Research Overview

The main focus of the Computational Biomedical Imaging Group (CBIG) is on the development of theoretical and algorithmic tools for machine learning in the presence of missing data. CBIG's research appliesĀ to biomedical imaging, particularly magnetic resonance imaging (MRI).

Our lab is at the forefront of developing cutting-edge methodologies that bridge advanced machine learning techniques with innovative imaging solutions. Our research encompasses a range of interdisciplinary projects aimed at enhancing data analysis and imaging accuracy across various domains.

Model-Based Supervised and Unsupervised Deep Learning: We are pioneering efforts in integrating model-based approaches with deep learning to tackle both supervised and unsupervised learning challenges. By incorporating structured models into deep learning frameworks, we aim to improve performance, interpretability, and generalization in diverse applications.

Smoothness Regularization on Manifolds (STORM): Our STORM project focuses on incorporating smoothness constraints into learning algorithms for data that lie on complex manifolds. This work is dedicated to enhancing model stability and generalization by ensuring solutions are smooth and adhere to the underlying manifold structure.

Deep Structured Low-rank Algorithms for Uncalibrated MRI: We are developing advanced deep learning algorithms that exploit low-rank structures to improve the quality of uncalibrated MRI data. This research aims to reduce imaging artifacts and enhance the clarity of MRI scans by integrating structured priors into the imaging process.

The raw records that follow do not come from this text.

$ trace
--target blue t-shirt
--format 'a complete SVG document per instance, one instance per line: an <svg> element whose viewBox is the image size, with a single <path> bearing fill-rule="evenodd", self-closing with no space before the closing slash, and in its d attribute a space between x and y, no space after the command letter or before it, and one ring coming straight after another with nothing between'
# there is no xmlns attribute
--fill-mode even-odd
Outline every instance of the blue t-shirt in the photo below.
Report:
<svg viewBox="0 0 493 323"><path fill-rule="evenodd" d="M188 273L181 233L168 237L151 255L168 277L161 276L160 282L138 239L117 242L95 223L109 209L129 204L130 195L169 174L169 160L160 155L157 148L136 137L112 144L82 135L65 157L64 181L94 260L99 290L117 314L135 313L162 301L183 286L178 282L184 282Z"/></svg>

Continuous Domain Compressed Sensing: Our lab is advancing compressed sensing techniques for continuous domains, aiming to refine signal recovery and analysis from incomplete data. This involves creating algorithms that handle continuous signal representations more effectively, thereby improving data acquisition efficiency.

Union of Surfaces Model for Data Living on Manifolds: We propose a novel model that represents complex data on manifolds as a union of surfaces. This approach enhances the modeling and interpretation of high-dimensional data by leveraging its intrinsic geometric structure.

Learned Image Representations for Multidimensional Imaging: Our research focuses on developing learned representations to enhance multidimensional imaging techniques. By automating the learning and representation of complex imaging data, we aim to improve the analysis and interpretation of multidimensional images.

High Resolution Metabolic MRI Using Learned Models: We are pushing the boundaries of metabolic MRI by applying learned models to achieve high-resolution imaging. This project seeks to enhance the detail and diagnostic capability of metabolic imaging, crucial for studying and diagnosing metabolic disorders.

High-Resolution Brain Connectivity Mapping: Our lab is dedicated to developing methods for creating high-resolution brain connectivity maps. This research aims to provide a detailed understanding of brain network interactions and improve the accuracy of connectivity mapping.

Fast Graph Search Algorithms for Fat-Water MRI: We are innovating in the development of fast graph search algorithms to accelerate the processing and analysis of fat-water MRI images. These algorithms are designed to efficiently differentiate between fat and water components, improving the diagnostic and analytical capabilities of MRI.

Through these diverse and interrelated projects, our lab is committed to advancing the state-of-the-art in machine learning and imaging technologies, addressing complex challenges, and driving forward innovations that have a significant impact on healthcare and beyond.